Our study had several limitations. First, for practical reasons, we could not assess the α +-thalassaemia status of all participants. However, we found no associations between ZPP and α +-thalassaemia in the women in whom α +-thalassaemia genotype was established. Secondly, we studied pregnant women. Although we do not expect that the diagnostic performance of ZPP is better in children, we cannot exclude this possibility. In addition, other conditions and genetic disorders such as sickle cell anaemia and G6PD, which may influence the diagnostic utility of ZPP, were not studied.

Several other studies also found that detection of iron deficiency by ZPP leads to marked overestimates of the prevalence of iron deficiency [6],[7],[30],[31]. For example, in Kenyan children, this prevalence was 80% for ZPP >80 μmol/mol haem versus 41% for ferritin concentration <12 μg/L (after correction for inflammation) [6]. In Tanzanian children without Plasmodium infection, corresponding values were 56% versus 40% [7]. These discrepancies may have been due at least in part to inflammation or infection [2],[24]. Several studies have shown that ZPP content in whole blood can be markedly higher than values measured in washed erythrocytes. Various reasons, including interference by bilirubin, have been cited [8],[20],[32]-[34]. Our findings show, however, that this overestimation is also in large part due to low specificity to ZPP at conventionally used cut-off points, whether measured in whole blood or in erythrocytes. Selection of cut-points for dichotomized diagnostic tests should depend on the diagnostic aims. When used as an initial screening marker to manage iron deficiency, ZPP should be highly sensitive, with a view to rule out iron deficiency (i.e., a high negative predictive value, no longer needing work-up) or to identify individuals who are iron deficient or who need further diagnostic work-up. Our findings show, however, that a high sensitivity will inevitably be accompanied by a low specificity, and thus an unacceptably low negative predictive value. For example, in Table 4, we have shown that for whole blood ZPP, a sensitivity of 95% can be obtained with a cut-off point of 49 μmol/mol haem. However, the corresponding specificity is 3.5%, resulting in negative predictive values that will be unacceptably low with true prevalence values for iron deficiency in most conditions. As an exception, erythrocyte ZPP may have limited value to rule out iron deficiency in populations with low prevalence of iron deficiency (Table 4). These results were obtained in a restricted dataset, with exclusion of women with inflammation, Plasmodium infection, or HIV infection. The diagnostic performance of ZPP in an unrestricted dataset would presumably have been even worse.

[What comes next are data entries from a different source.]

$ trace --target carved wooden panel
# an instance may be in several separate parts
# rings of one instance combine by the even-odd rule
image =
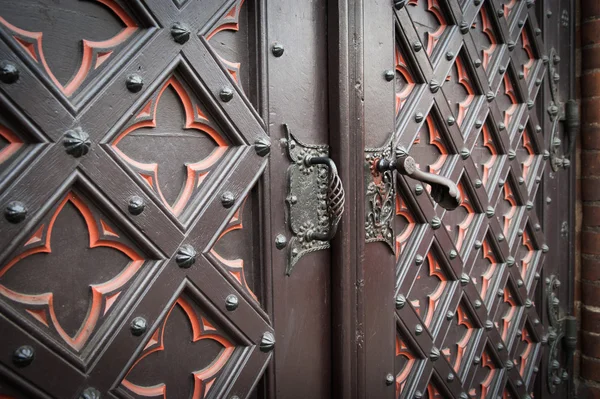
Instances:
[[[402,79],[393,145],[452,179],[462,198],[446,211],[421,182],[399,179],[396,396],[531,395],[546,328],[535,288],[545,238],[534,204],[545,168],[536,104],[548,84],[539,67],[547,50],[535,8],[411,0],[394,26]]]
[[[259,19],[3,4],[1,398],[254,395],[275,345]]]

When applied to estimate the prevalence of iron deficiency, ZPP cut-off points can be calibrated to produce estimates that are not biased by diagnostic error.

Conclusions

In this population, both whole blood ZPP and erythrocyte ZPP have little diagnostic utility as a screening marker to manage iron deficiency, whether used as single tests or combined with haemoglobin concentration. When used to estimate the prevalence of iron deficiency, conventional cut-off points for whole blood ZPP can result in marked overestimates. Based on these findings, guidelines on the use of ZPP to assess iron status in individuals or populations of pregnant women need review.